Shrimp season officially under way in SC

Shortly, we will be seeing small shrimp run about in the creek as they come in to spawn. They lay their eggs around the mouth of the creek and they will float in with the tides and currents. They will grow in the protected creek for about 3 months at a rate of about 2 inches a month before they head out and back towards deeper water. When Kayaking around – in Jarvis Creek on Hilton Head we will see the small shrimp run along the shallow waters. This is also a great time to see birds wadding along the waters edge catching their meal.

Shrimp season officially under way in SC

Monday marked the first day of the 2012 shrimp season in South Carolina, as the S.C. Department of Natural Resources lifted its restrictions on provisional trawling areas.The areas are essentially pockets of open water about two to three miles offshore used by the DNR to gauge the shrimp fishery’s readiness for more extensive trawling closer to the coast.And although the areas make up only about 25 percent of the general trawl zone — which the DNR might not make available for another few weeks — local shrimpers like Larry Toomer of the Bluffton Oyster Co. said they’re glad to be back on the water.

“The first day coming out is always a blessing,” said Toomer, adding the day’s haul was about 1,000 pounds of white shrimp. “It turned out better than I anticipated.”

Because of an unusually mild winter, this year’s shrimp season arrived about two weeks earlier than normal. Last year, the restriction on provisional trawling areas wasn’t lifted until June 22.

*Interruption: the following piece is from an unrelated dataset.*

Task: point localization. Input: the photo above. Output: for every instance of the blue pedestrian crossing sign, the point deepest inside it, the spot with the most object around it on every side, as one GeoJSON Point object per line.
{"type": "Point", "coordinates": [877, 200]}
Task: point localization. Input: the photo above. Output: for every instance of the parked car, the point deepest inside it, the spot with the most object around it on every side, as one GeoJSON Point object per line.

Mel Bell, DNR director of fisheries management, said his agency decides when to open the season based on water temperature, citing its effects on the spawning behavior of shrimp.

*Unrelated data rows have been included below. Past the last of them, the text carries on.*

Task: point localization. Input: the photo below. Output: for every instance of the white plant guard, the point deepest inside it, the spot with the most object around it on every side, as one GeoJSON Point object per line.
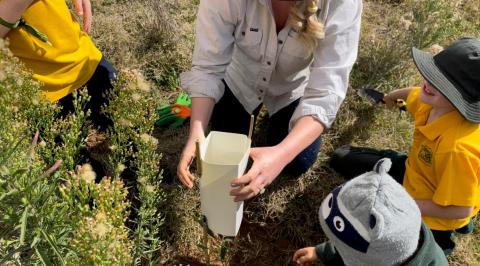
{"type": "Point", "coordinates": [224, 157]}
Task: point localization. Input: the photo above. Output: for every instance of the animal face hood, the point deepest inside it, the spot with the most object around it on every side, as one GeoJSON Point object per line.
{"type": "Point", "coordinates": [371, 219]}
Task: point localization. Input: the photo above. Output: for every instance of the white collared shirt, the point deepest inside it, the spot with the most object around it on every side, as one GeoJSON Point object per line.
{"type": "Point", "coordinates": [236, 40]}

“We’ve had accelerated warming of our coastal waters,” he explained, adding that those waters haven’t been as warm as they are this time of year since 1974.

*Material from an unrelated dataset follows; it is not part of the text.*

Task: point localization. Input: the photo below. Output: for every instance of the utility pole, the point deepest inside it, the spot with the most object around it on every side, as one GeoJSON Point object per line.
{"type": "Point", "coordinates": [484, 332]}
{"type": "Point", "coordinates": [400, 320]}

The DNR will make the general trawl zone available only after monitoring hauls at statewide landings in the coming weeks to see how the spawn is progressing.

Bell added that shrimp are more commercially valuable than any other seafood caught in South Carolina, saying shrimpers sold more than $7 million of the shellfish dockside in 2011.

William Gay of Gay Fish Co. in northern Beaufort County said he was glad this year’s haul was under way.

“We’ve got four boats on the water right now,” he said Monday afternoon. “It would surprise me if we didn’t do well today.”